Writer Hironobu Sakaguchi wanted to make a game that would make players cry, and while the Xbox 360 exclusive Lost Odyssey might not have left every critic misty-eyed, the attention paid to the text stories — found along the way as “memories” of the immortal protagonist Kaim — added an atmospheric layer to his characterization.

It took awhile for me to warm up to this one, but after the second disc, I finally hit my stride with the gameplay as the story also began gaining momentum, making it a solid and surprisingly intimate title from the designer who gave us Final Fantasy.

Tales of Vesperia

“Humans will not let something go once it is in their grasp.”

Namco Bandai's cel shaded skills were put on display with Vesperia's real-time combat system and titanic world.

Above: Namco Bandai’s cel-shaded skills were put on display with Vesperia’s combat system. Or in simply walking around the huge world and its numerous destinations, which ranged from a big city to a town surrounding a giant tree.

The long-running Tales series has had its ups and downs, but Vesperia in 2008 was definitely one of its shining moments for me.

An atypically “older” protagonist and a group of charming characters coupled with a fast combat system and an interesting skill system tied to equipment all added depth to customizing each character’s strengths in fun ways. Tales of Vesperia also boasted a typically lengthy quest, a great “villain” with his own story, and a wide, open world with its own secrets to dig up. While it was an Xbox 360 exclusive in the West, a PS3 version with enhanced content was released as a Japan-only title.

Ni No Kuni: Wrath of the White Witch

Animated wonderland

Ni No Kuni's world is pure eye candy, especially if you're a fan of Studio Ghibli's work.

Above: Ni No Kuni’s world is pure eye candy for fans of Studio Ghibli.

Studio Ghibli doesn’t usually loan its talents to games in as big a way as it did with Ni No Kuni, but the result was a title loaded with incredible visuals layered atop a story that could have passed as a film direct from its master animators.

As for the gameplay, Ni No Kuni’s was something of a mixed bag, merging a Pokémon-like collect-a-thon with incredibly dodgy A.I. and limited options with which to work. But for fans of Studio Ghibli’s work, that was something glossed over to get at the parts that worked well — a fairytale brought to life, with special tournaments, hunts, and a wide variety of characters pushing your party toward the incredible climax and memorable ending.

Resonance of Fate

“If you’re gonna point a gun at someone, make sure you know who you’re dealing with.”

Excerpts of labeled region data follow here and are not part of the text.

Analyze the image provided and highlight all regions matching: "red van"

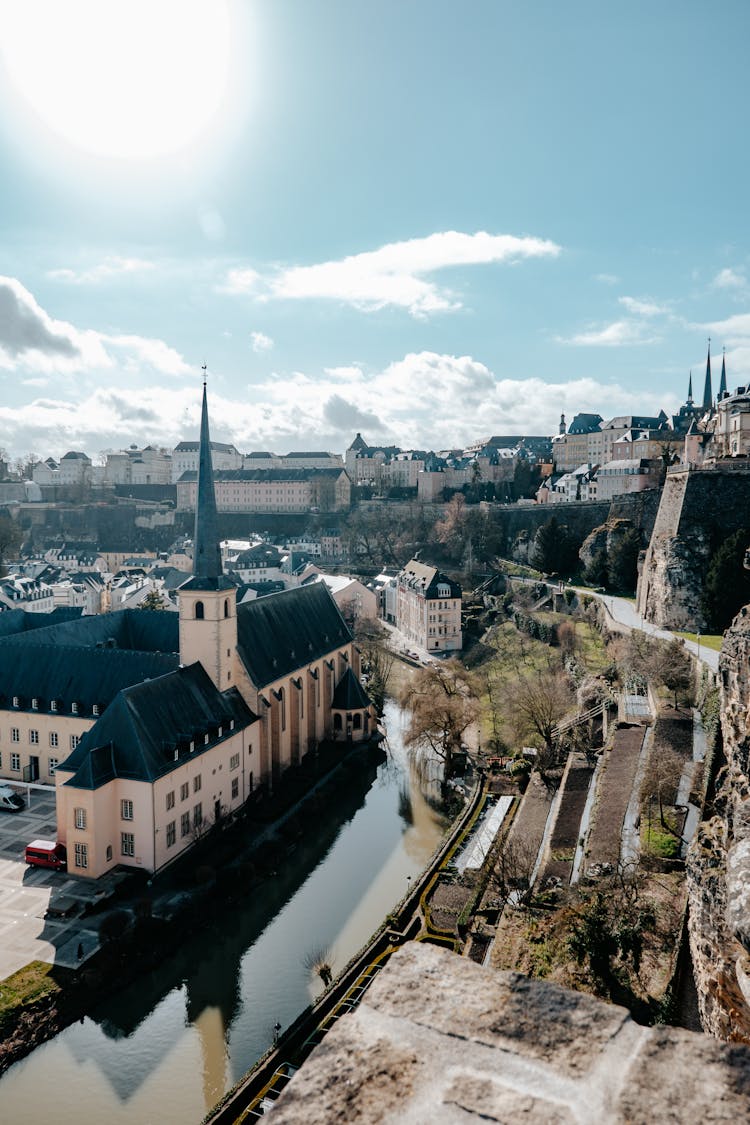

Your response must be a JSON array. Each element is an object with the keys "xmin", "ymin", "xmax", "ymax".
[{"xmin": 26, "ymin": 840, "xmax": 67, "ymax": 871}]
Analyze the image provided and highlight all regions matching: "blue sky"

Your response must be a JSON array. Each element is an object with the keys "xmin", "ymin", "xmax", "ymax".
[{"xmin": 0, "ymin": 0, "xmax": 750, "ymax": 457}]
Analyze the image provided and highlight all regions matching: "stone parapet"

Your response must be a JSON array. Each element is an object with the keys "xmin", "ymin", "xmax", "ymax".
[{"xmin": 273, "ymin": 943, "xmax": 750, "ymax": 1125}]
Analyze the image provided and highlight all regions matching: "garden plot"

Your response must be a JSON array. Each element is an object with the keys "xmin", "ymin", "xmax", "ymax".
[
  {"xmin": 541, "ymin": 754, "xmax": 594, "ymax": 887},
  {"xmin": 585, "ymin": 726, "xmax": 647, "ymax": 875}
]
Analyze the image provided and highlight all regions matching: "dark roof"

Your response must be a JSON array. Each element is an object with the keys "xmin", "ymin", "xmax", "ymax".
[
  {"xmin": 237, "ymin": 582, "xmax": 352, "ymax": 687},
  {"xmin": 0, "ymin": 643, "xmax": 179, "ymax": 714},
  {"xmin": 331, "ymin": 667, "xmax": 370, "ymax": 711},
  {"xmin": 0, "ymin": 610, "xmax": 180, "ymax": 654},
  {"xmin": 60, "ymin": 663, "xmax": 255, "ymax": 789}
]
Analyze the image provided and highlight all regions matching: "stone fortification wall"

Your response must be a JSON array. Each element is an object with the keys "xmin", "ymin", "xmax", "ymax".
[
  {"xmin": 638, "ymin": 469, "xmax": 750, "ymax": 630},
  {"xmin": 687, "ymin": 606, "xmax": 750, "ymax": 1043}
]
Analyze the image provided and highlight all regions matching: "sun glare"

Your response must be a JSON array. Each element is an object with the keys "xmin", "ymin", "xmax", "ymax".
[{"xmin": 0, "ymin": 0, "xmax": 231, "ymax": 160}]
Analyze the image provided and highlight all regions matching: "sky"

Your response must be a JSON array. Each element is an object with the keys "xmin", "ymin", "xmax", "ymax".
[{"xmin": 0, "ymin": 0, "xmax": 750, "ymax": 460}]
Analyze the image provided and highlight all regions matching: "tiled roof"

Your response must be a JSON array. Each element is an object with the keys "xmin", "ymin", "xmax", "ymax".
[
  {"xmin": 0, "ymin": 639, "xmax": 179, "ymax": 716},
  {"xmin": 58, "ymin": 663, "xmax": 255, "ymax": 789},
  {"xmin": 237, "ymin": 583, "xmax": 352, "ymax": 687}
]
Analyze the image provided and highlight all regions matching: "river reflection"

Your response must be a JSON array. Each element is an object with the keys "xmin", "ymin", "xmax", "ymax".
[{"xmin": 0, "ymin": 703, "xmax": 444, "ymax": 1125}]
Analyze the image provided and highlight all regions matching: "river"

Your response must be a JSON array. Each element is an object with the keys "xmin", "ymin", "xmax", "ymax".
[{"xmin": 0, "ymin": 702, "xmax": 445, "ymax": 1125}]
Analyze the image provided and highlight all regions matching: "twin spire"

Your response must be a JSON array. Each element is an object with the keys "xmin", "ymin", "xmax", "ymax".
[{"xmin": 192, "ymin": 363, "xmax": 223, "ymax": 578}]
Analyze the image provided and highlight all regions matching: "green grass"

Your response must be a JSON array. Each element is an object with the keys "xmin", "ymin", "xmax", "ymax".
[
  {"xmin": 0, "ymin": 961, "xmax": 71, "ymax": 1027},
  {"xmin": 676, "ymin": 632, "xmax": 724, "ymax": 653}
]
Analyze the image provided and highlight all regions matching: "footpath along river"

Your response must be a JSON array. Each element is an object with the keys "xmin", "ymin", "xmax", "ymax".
[{"xmin": 0, "ymin": 702, "xmax": 445, "ymax": 1125}]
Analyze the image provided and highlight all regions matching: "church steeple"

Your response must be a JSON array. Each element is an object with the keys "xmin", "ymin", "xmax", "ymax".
[
  {"xmin": 719, "ymin": 349, "xmax": 726, "ymax": 399},
  {"xmin": 703, "ymin": 336, "xmax": 714, "ymax": 411},
  {"xmin": 192, "ymin": 365, "xmax": 222, "ymax": 578}
]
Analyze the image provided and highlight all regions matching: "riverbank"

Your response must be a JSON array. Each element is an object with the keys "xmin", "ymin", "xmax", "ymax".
[{"xmin": 0, "ymin": 743, "xmax": 385, "ymax": 1074}]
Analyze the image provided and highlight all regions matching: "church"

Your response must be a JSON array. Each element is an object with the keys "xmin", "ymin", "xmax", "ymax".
[{"xmin": 0, "ymin": 385, "xmax": 376, "ymax": 879}]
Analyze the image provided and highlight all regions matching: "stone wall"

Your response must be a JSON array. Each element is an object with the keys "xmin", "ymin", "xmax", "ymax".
[
  {"xmin": 272, "ymin": 942, "xmax": 750, "ymax": 1125},
  {"xmin": 638, "ymin": 469, "xmax": 750, "ymax": 631},
  {"xmin": 687, "ymin": 606, "xmax": 750, "ymax": 1043}
]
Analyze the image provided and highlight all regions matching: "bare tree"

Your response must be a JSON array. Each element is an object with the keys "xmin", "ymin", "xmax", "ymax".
[{"xmin": 400, "ymin": 660, "xmax": 480, "ymax": 779}]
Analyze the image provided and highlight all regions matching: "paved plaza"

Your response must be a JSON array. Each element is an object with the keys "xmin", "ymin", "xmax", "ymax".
[{"xmin": 0, "ymin": 786, "xmax": 101, "ymax": 980}]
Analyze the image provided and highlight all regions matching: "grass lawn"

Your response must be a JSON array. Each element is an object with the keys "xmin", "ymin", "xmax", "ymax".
[
  {"xmin": 677, "ymin": 632, "xmax": 724, "ymax": 653},
  {"xmin": 0, "ymin": 961, "xmax": 71, "ymax": 1027}
]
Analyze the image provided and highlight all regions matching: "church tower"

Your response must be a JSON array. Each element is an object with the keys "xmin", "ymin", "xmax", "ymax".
[
  {"xmin": 179, "ymin": 367, "xmax": 237, "ymax": 691},
  {"xmin": 703, "ymin": 336, "xmax": 714, "ymax": 411}
]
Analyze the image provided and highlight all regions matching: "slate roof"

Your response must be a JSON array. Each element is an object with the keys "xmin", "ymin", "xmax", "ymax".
[
  {"xmin": 0, "ymin": 609, "xmax": 180, "ymax": 655},
  {"xmin": 331, "ymin": 667, "xmax": 370, "ymax": 711},
  {"xmin": 0, "ymin": 639, "xmax": 179, "ymax": 716},
  {"xmin": 237, "ymin": 582, "xmax": 352, "ymax": 687},
  {"xmin": 58, "ymin": 663, "xmax": 256, "ymax": 789}
]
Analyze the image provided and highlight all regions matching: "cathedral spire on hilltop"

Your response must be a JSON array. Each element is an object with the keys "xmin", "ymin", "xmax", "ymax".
[
  {"xmin": 703, "ymin": 336, "xmax": 714, "ymax": 411},
  {"xmin": 719, "ymin": 348, "xmax": 726, "ymax": 398},
  {"xmin": 192, "ymin": 363, "xmax": 222, "ymax": 578}
]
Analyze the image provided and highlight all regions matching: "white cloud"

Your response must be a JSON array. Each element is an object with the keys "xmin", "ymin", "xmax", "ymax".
[
  {"xmin": 250, "ymin": 332, "xmax": 273, "ymax": 352},
  {"xmin": 557, "ymin": 321, "xmax": 658, "ymax": 348},
  {"xmin": 0, "ymin": 351, "xmax": 679, "ymax": 457},
  {"xmin": 224, "ymin": 231, "xmax": 560, "ymax": 316},
  {"xmin": 0, "ymin": 277, "xmax": 190, "ymax": 378},
  {"xmin": 617, "ymin": 297, "xmax": 669, "ymax": 316},
  {"xmin": 47, "ymin": 255, "xmax": 154, "ymax": 285},
  {"xmin": 712, "ymin": 268, "xmax": 748, "ymax": 290}
]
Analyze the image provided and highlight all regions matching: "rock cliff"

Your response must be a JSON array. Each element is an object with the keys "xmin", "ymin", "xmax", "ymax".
[{"xmin": 687, "ymin": 606, "xmax": 750, "ymax": 1043}]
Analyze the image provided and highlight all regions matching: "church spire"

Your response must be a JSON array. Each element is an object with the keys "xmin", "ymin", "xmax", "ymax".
[
  {"xmin": 192, "ymin": 363, "xmax": 222, "ymax": 578},
  {"xmin": 703, "ymin": 336, "xmax": 714, "ymax": 411},
  {"xmin": 719, "ymin": 348, "xmax": 726, "ymax": 407}
]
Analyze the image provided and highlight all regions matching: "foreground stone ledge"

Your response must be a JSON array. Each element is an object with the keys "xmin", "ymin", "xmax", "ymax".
[{"xmin": 272, "ymin": 943, "xmax": 750, "ymax": 1125}]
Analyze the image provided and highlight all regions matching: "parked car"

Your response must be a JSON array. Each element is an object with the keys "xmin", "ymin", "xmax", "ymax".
[
  {"xmin": 26, "ymin": 840, "xmax": 67, "ymax": 871},
  {"xmin": 0, "ymin": 785, "xmax": 26, "ymax": 812}
]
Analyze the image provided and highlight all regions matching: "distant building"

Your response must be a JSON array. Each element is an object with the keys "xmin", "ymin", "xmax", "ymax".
[{"xmin": 396, "ymin": 559, "xmax": 463, "ymax": 653}]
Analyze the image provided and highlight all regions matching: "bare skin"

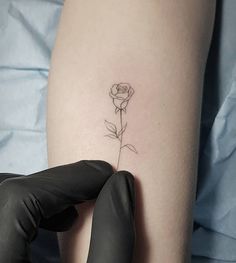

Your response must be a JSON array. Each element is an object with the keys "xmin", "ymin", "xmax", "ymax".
[{"xmin": 47, "ymin": 0, "xmax": 215, "ymax": 263}]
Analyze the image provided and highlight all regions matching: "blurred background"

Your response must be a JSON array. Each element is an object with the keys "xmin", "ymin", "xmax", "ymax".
[{"xmin": 0, "ymin": 0, "xmax": 236, "ymax": 263}]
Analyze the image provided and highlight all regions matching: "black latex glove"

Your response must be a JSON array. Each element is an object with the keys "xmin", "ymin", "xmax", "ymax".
[{"xmin": 0, "ymin": 160, "xmax": 135, "ymax": 263}]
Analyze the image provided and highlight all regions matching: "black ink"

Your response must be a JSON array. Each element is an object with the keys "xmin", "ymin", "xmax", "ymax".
[{"xmin": 104, "ymin": 83, "xmax": 138, "ymax": 170}]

Civilization was nestled in between giant, rusting gears, iron stairwells, and gunkata styled combat.

Above: What is left of civilization is nestled between giant, rusting gears, iron stairwells, fashion shops, and enough gun-fu to make Chow Yun-Fat blush.

Developer Tri-Ace and Sega’s gun-blazing title from 2010 featured a real-time combo system of gun-fu that made use of special ammo types, customizable weapons, and unique attacks that shot up the backdrop of a steampunk city vertically rising from a post-apocalyptic wasteland.

Resonance of Fate’s charm lay in both its trio of characters and its lead-lined gameplay, which also came with something of a learning curve. Still, this role-playing bullet ballet easily stands out as a visually stylish and challenging system set within an intriguing setting that’s backed by solid tracks and commentary by the heroes after every fight.